Music by Du Fay occupies the second half of the program, with special place given to his celebrated song-mass, Missa Se la face ay pale.
The members of Cut Circle include Clare McNamara and Kathryn Radakovich, discantus; Jonas Budris, Bradford Gleim, Lawrence Jones, Steven Soph, altus and tenor; and Sumner Thompson and Paul Max Tipton, bassus. For more information about Cut Circle, visit sfems.org.
Founded in 1975, SFEMS is one of the nation's leading organizations for the advancement of historically informed performance of early music. Through its concert series, publications, outreach activities, affiliate support and educational programs SFEMS encourages the development of amateurs, supports professionals, and increases public involvement and participation in early music. SFEMS is the lead presenter of the Berkeley Festival & Exhibition of early music.

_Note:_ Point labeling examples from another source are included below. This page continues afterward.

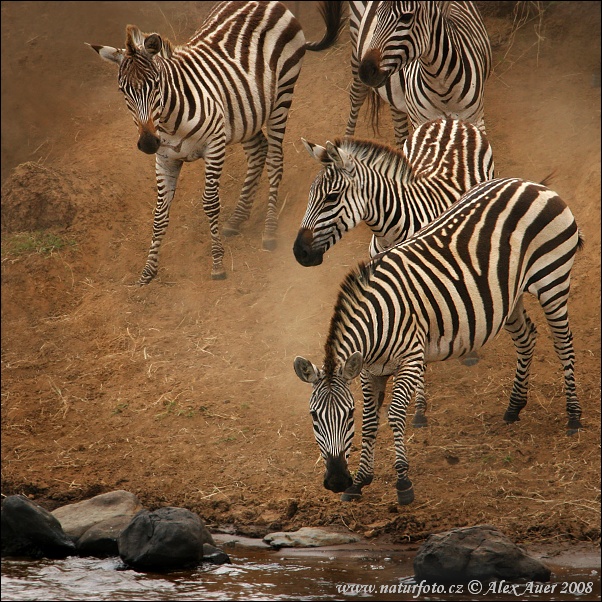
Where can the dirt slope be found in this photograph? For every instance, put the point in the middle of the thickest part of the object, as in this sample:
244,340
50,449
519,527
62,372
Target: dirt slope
183,391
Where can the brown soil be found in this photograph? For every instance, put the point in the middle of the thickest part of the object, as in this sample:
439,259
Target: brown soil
183,391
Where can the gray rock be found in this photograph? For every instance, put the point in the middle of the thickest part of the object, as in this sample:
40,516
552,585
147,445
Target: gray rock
31,531
480,552
101,539
308,537
163,540
77,518
215,555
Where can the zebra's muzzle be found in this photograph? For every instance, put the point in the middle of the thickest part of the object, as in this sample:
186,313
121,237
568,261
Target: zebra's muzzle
304,252
370,72
337,477
148,143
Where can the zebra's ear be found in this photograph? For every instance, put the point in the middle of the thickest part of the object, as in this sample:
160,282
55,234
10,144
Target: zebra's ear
353,366
306,371
340,158
108,53
316,151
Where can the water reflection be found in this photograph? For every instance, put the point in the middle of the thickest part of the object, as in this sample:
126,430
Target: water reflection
255,574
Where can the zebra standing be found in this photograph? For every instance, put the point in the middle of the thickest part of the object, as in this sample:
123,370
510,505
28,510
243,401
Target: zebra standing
394,192
448,289
425,59
234,76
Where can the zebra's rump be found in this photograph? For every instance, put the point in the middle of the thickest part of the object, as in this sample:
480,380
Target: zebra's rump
452,286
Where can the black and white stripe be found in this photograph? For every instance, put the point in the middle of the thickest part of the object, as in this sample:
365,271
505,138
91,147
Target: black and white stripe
425,59
395,192
442,293
235,76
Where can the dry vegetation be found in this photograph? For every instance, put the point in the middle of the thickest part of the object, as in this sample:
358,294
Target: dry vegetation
183,391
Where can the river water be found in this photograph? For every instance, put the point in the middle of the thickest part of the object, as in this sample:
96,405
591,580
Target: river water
260,573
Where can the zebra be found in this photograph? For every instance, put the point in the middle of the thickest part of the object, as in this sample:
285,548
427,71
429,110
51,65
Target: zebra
425,59
233,77
448,289
395,192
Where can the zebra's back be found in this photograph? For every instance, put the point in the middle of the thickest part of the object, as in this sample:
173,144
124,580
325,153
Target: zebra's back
451,287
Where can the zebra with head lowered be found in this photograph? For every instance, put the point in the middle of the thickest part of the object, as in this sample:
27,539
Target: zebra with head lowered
425,59
233,77
447,290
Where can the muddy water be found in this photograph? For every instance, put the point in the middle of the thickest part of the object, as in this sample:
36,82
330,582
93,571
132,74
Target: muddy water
259,573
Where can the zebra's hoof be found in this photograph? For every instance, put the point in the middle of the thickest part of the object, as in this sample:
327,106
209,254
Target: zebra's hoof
405,497
419,421
228,231
269,244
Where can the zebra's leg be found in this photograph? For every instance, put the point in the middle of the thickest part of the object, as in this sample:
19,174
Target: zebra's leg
556,311
524,335
373,389
357,97
401,125
214,162
276,128
167,172
419,419
407,380
256,149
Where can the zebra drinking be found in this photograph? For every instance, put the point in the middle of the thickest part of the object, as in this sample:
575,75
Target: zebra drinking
447,290
394,192
233,77
425,59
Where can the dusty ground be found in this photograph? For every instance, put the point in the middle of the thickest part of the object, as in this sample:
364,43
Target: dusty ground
183,391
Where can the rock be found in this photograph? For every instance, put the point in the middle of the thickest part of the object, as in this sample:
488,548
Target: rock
166,539
215,555
30,530
480,552
35,197
308,537
101,539
77,518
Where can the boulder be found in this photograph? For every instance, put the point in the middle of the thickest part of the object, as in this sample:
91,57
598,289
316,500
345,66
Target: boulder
480,552
77,518
308,537
101,540
31,531
166,539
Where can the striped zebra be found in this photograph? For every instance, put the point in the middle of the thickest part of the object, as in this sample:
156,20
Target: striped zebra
395,192
447,290
233,77
425,59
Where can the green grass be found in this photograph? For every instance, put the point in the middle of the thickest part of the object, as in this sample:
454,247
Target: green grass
43,242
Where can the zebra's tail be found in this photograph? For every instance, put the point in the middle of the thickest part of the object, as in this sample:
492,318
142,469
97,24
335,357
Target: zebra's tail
332,14
374,105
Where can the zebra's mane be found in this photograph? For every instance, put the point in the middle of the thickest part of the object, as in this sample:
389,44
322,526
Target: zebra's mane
352,292
382,158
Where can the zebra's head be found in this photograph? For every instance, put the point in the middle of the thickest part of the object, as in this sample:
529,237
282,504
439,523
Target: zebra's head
331,407
391,35
329,212
139,81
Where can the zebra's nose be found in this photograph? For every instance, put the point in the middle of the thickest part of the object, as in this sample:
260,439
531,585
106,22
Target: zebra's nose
304,253
148,143
337,477
370,72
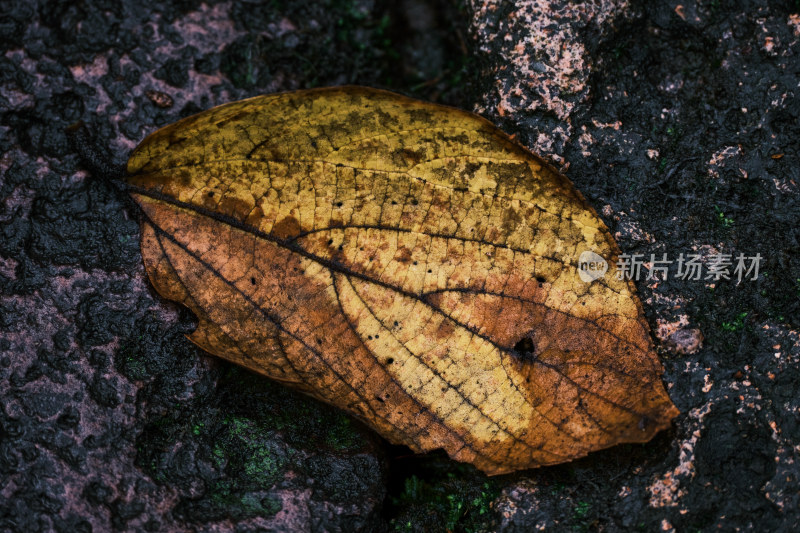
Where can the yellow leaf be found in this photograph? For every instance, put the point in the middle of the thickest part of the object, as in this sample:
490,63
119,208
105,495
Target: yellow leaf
406,262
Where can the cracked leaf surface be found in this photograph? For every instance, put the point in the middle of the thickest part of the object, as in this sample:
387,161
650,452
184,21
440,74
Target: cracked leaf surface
406,262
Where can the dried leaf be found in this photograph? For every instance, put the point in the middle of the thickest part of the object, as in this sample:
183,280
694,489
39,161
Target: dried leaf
406,262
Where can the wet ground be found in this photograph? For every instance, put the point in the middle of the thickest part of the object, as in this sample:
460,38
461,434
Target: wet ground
679,122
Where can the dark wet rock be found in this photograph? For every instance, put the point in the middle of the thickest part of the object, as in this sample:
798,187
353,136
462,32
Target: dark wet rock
677,121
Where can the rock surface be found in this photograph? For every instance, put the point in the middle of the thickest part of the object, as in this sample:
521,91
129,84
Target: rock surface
677,121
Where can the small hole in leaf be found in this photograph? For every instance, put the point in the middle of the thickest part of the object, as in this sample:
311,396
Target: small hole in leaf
525,349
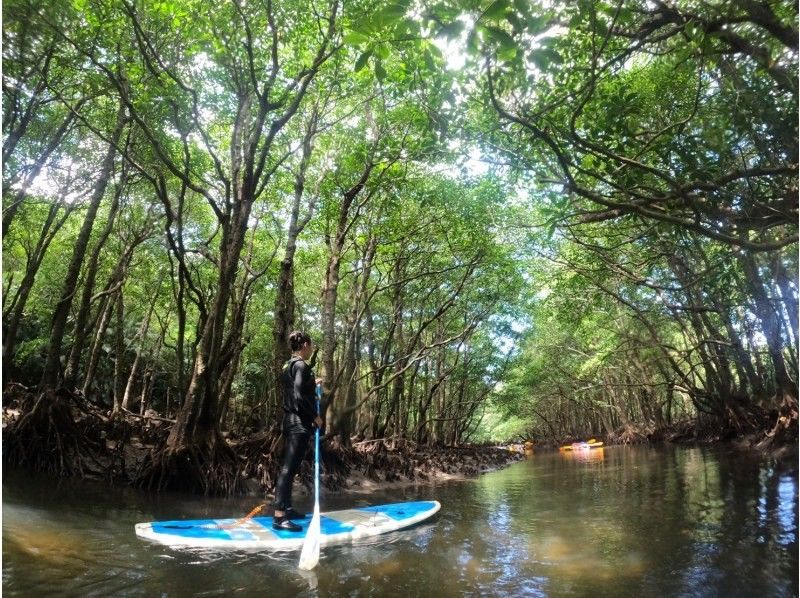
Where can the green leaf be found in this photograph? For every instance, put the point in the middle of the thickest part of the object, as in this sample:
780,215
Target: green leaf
391,13
362,61
355,38
452,30
496,10
380,72
502,37
382,51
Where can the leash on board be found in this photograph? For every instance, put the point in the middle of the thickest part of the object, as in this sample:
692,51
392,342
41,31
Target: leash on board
238,522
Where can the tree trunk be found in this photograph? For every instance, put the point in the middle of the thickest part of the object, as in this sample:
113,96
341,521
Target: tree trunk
20,299
79,329
52,365
119,352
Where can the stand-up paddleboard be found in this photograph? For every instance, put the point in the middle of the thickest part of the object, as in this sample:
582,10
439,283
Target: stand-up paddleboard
337,527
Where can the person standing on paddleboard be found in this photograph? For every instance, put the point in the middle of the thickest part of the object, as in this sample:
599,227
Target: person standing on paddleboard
299,418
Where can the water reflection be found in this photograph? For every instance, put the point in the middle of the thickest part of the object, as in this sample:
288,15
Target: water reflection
609,521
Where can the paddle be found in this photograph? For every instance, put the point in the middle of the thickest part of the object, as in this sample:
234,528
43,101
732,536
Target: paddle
309,556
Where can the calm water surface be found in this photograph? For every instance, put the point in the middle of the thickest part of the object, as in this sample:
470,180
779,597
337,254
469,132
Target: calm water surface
615,522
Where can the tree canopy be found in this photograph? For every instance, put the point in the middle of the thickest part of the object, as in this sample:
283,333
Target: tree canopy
575,218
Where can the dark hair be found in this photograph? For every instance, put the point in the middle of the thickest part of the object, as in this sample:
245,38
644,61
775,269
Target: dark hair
297,339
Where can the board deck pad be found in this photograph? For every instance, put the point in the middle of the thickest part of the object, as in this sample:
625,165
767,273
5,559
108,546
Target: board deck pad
337,527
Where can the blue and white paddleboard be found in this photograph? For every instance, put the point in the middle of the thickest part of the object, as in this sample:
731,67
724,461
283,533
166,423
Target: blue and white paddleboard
338,527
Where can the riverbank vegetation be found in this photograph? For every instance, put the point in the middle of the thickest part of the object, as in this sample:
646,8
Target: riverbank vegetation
498,220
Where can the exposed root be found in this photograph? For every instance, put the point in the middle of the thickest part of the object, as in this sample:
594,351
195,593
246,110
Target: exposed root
53,438
211,470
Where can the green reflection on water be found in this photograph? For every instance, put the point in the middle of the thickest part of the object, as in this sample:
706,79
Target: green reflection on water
623,521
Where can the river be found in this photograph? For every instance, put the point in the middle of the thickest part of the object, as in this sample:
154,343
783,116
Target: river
617,521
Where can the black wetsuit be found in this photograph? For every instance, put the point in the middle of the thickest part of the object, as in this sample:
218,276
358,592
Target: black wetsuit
299,411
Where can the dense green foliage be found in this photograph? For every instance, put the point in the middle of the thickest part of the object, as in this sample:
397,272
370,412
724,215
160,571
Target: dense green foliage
495,218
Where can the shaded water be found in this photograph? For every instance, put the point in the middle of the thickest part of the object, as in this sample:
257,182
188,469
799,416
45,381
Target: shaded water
614,522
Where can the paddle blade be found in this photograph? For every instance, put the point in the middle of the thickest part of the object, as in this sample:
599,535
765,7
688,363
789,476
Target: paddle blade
309,556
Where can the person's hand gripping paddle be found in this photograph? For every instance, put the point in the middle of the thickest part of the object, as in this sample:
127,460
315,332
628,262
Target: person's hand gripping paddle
309,556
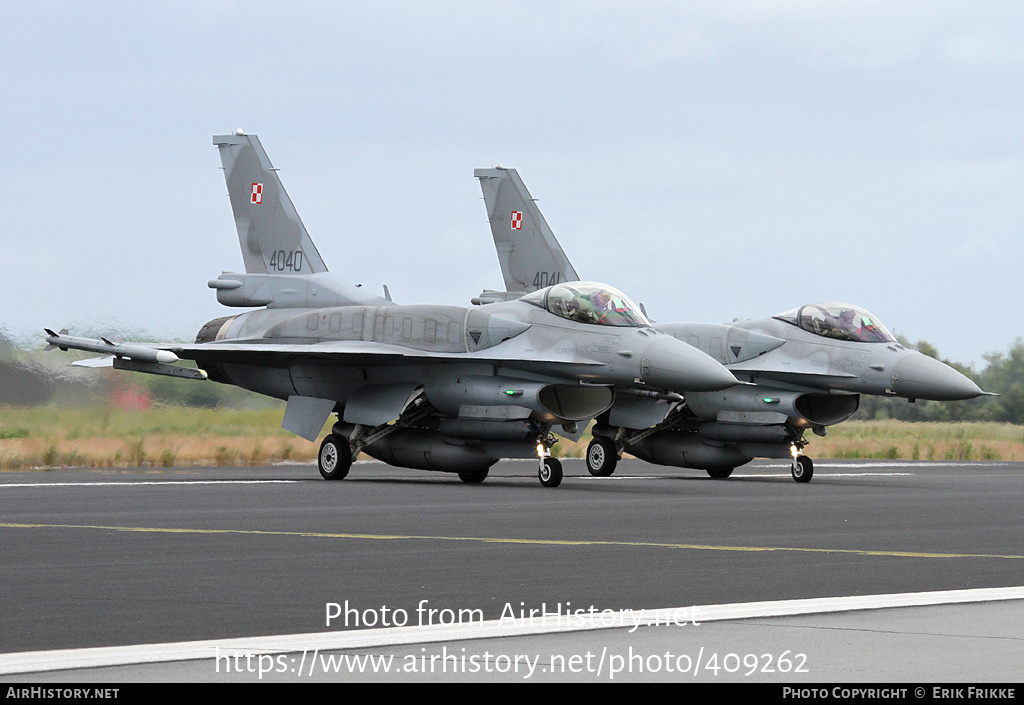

Among the hundreds of ensembles and solo artists SFEMS has supported over four-plus decades are many whose national or regional debuts occurred under its auspices: Anonymous 4, Benjamin Bagby, Frans Br ggen, Concerto Palatino, Fretwork, Laurette Goldberg, Hilliard Ensemble, John Holloway, Emma Kirkby & Anthony Rooley, Wieland Kuijken, Gustav Leonhardt, PAN, Joshua Rifkin, Jordi Savall, Max Van Egmond and Vox Luminis, to name a few.